Bad RAM slot or just consecutive bad RAM batches?

Danni_

Prominent
Aug 8, 2017
1
0
510
Hi all, I recently built a new desktop and it was working fine for a few days until a sudden freeze in the game. At first I did not think too much about hitting the restart button and that's how the situation deteriorated.

Long story short, now I'm trying to perform a clean installation of windows 10, but it will just hang up at the logo page and I would never able to enter the installation. The RAM was of course the first to suspect, so I ran memtest86+ overnight. It passed 8 times with 128 errors.

I contacted the Microsoft and the engineer was quite certain that the RAM was the culprit, so I asked for a replacement from Amazon. When the replacement arrived, I unplugged all the unnecessary units like front panel connection and extra SSD, then put the new RAM in and found that nothing changed. I did a new me test on the replacement RAM and surprisingly the errors still showed up, and it was the same 'test 7' (block move test) as before.

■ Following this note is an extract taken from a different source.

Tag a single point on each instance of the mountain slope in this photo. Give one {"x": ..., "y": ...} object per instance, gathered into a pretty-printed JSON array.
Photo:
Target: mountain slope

It is really confusing as I was just about to conclude that RAM is not the cause of my problem. On second thought, is there any possibility that the RAM slot is faulty? Thanks.
 
Solution
There's a tool on Windows to check and try to fix memory errors, you should ran that before replacing them.
For easy and to be certain, testing the RAM in another computer would be the easiest way to check where is the problem, but if you can't:
From the info you showed us it's possible to infer that the MoBo is the problem, although it's weird to such things happen to a NEW computer.
Ran the memory test from Windows if you're able, and try to reset your BIOS to default by clear CMOS (remove the BIOS battery for a few seconds and put it again).
Tell us the results

Natan_3

Prominent
Jun 27, 2017
142
0
760
There's a tool on Windows to check and try to fix memory errors, you should ran that before replacing them.
For easy and to be certain, testing the RAM in another computer would be the easiest way to check where is the problem, but if you can't:
From the info you showed us it's possible to infer that the MoBo is the problem, although it's weird to such things happen to a NEW computer.
Ran the memory test from Windows if you're able, and try to reset your BIOS to default by clear CMOS (remove the BIOS battery for a few seconds and put it again).